松尾 ちゃんとギターと歌が立つように…そこを一番土台として構築していきました。淳治さんとは一緒にずっとスタジオにこもって、“新しいバンドメンバーがひとり増えた”みたいな親密さで、同じ熱を持って取り組めた気がします。ハマさんは高校の頃からの知り合いだったので、初めてのレコーディングではぜひ弾いてもらいたかったんです。そして、BOBOさんには重量感のあるドギツい(笑)ドラムを叩いてほしくて。とてもいいリズム隊のうねりが出て、イメージ通りでした。

亀本 重量感があって、でも原曲の疾走感はそのまま活かしたいと思っていたんです。サビとかはドラムパターンがすごくシンプルなのに一発一発が響いてきて、なおかつ疾走していく感じも出ている。すごく絶妙な感じの音を出してくださったなって思います。

──もう1曲のスタジオ音源「MIDNIGHT CIRCUS」は映像感がすごくありますね。

松尾 幻想的で重くて、妖しい雰囲気がある、そういう曲を作りたかったんです。私、物心がついた時から絵を描きたくて、ほんとは最初は画家になりたかったんですよ。だから、音楽を作る時は音楽よりも、絵画とか文学から刺激をもらうことのほうが多くて。なので、こういう曲は得意ですね。

──確かに、不思議な妖しい世界に引き込まれていきます。で、それが気持ちいいような、どこか気持ち悪さも…。

松尾 はい(笑)。まさにそういう曲にしたかったんです。

亀本 この曲はギターがいなたすぎたらダメだし、だけどもエレキギターのカッコ良い本質も大事にしなくてはいけないし。今っぽさと本来のギターの原始的なカッコ良さ、それを微妙なところでバランスを付けたいなとすごく思っていて。だから、熱量のあるビブラートやチョーキングがすごく入っているプレイもあるし、無機質に繰り返すフレーズも…前はそれを嫌っていたんですけど、今回は「MIDNIGHT CIRCUS」だけでなく、「焦燥」でも挑戦しています。そうすると楽曲がより締まるというか。ずっと自由演技だとやっぱり古臭さを感じてしまうし。そこは意識的に頑張りました。

松尾 GLIM SPANKYの楽曲を70年代の楽器を使って、70年代の音色でやると、それはもちろんいい音になるんですけど、つまらない普通のものになってしまう。それだけはしたくないので、音色やフレーズにはかなりこだわりました。

──この作品集を聴いてすごく感じたのは、GLIM SPANKYの魅力のひとつは“色気”だなと。それは声もギターも。人間そのものにしか出せない色気が表れているというか。

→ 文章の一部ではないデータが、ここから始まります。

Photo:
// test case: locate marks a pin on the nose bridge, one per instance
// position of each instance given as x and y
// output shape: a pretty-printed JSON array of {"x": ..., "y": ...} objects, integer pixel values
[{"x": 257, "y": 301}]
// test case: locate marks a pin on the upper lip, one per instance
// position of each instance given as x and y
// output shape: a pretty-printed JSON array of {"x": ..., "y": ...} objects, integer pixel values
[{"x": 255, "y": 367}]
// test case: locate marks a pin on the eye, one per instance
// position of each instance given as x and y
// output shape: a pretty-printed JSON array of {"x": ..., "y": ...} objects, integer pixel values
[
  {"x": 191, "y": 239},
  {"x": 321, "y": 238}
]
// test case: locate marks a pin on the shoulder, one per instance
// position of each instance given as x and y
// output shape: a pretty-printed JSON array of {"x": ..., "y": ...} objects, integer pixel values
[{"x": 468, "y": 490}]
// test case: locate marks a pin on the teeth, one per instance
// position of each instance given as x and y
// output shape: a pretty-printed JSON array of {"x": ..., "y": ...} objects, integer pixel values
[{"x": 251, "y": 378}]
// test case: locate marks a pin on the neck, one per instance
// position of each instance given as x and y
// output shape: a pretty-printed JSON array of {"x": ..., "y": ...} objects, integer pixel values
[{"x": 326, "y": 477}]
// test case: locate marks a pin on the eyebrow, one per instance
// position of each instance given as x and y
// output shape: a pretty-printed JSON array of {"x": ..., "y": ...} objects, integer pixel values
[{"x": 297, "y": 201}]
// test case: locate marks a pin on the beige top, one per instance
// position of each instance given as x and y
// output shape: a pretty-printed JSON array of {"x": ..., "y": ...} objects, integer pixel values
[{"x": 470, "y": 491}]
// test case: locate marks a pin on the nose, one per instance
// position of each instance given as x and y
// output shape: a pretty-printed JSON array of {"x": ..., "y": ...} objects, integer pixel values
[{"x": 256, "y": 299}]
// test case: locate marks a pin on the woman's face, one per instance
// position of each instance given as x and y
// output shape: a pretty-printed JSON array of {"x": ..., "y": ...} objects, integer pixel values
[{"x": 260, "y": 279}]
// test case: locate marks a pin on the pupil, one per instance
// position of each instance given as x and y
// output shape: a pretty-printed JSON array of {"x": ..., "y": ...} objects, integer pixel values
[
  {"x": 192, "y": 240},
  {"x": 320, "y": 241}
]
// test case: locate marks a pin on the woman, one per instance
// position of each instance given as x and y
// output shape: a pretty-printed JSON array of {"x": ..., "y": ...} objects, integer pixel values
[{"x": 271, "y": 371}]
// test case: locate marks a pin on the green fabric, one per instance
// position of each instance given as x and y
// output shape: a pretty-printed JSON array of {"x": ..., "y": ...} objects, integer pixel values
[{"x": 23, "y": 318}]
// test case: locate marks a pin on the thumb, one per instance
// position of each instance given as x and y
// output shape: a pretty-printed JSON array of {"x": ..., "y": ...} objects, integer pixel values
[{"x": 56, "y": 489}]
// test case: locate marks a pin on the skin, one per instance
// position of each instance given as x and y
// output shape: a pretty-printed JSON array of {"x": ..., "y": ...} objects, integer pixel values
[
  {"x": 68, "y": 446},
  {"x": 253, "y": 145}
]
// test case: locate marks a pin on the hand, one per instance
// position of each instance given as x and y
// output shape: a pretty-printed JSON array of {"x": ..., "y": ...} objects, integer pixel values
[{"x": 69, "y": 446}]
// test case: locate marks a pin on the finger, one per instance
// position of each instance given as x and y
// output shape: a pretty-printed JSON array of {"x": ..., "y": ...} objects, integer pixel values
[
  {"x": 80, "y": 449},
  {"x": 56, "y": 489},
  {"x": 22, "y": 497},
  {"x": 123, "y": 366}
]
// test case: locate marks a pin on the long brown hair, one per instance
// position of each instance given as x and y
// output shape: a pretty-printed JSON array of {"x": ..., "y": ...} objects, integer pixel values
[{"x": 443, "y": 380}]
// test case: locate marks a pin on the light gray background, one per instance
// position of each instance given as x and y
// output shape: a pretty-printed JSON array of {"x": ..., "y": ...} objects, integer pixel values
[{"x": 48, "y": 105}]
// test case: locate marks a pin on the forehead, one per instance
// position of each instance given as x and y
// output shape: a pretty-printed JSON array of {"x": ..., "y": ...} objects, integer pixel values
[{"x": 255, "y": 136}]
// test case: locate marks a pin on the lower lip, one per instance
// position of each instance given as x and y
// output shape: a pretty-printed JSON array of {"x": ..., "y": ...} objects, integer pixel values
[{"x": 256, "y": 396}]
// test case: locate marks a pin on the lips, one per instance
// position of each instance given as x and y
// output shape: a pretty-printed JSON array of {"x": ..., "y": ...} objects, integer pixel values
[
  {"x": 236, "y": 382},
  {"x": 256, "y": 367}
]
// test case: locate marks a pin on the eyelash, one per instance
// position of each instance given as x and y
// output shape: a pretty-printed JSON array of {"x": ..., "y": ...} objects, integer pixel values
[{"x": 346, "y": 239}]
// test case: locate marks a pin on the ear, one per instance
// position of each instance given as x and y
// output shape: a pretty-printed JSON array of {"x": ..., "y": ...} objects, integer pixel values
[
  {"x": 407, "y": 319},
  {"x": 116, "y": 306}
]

亀本 “人間らしく”というのはすごく意識しているというか、表現方法として重要だと思っていて。何でもできるじゃないですか、機械できれいに。だからこそ人間らしい表現方法を大事に、しかもカッコ良くクールに表現することを目指しています。それはこの2曲でできた気はします。

──それはライヴ音源にも出ているような。ワクワク、ドキドキします、すごく。

松尾 おお! そのワクワク…なぜ私たちが60年代や70年代の音楽に魅力を感じるかと言うと、やっぱりワクワクするんですよね。例えば、ビートルズの何が飛び出すか分からない遊園地のような、まるで全てが実験みたいなワクワク…そういうものにすごく魅力を感じていて。で、それってその時代の最先端だったからこそ、そう感じさせてくれる。GLIM SPANKYも今のロックの最先端でありたいという気持ちがとても強くあるんです。

亀本 最先端を作るのって、すでにあるものに乗っかっていてはできない。例えば、金の鉱脈があるとすると、最初に見つけた人のあとに続けば、ある程度はおこぼれがあるかもしれない。でも、違う方向に掘っていかないと一番にはなれない。だから、僕らは違うところを掘りにいこう!という気持ちでいます。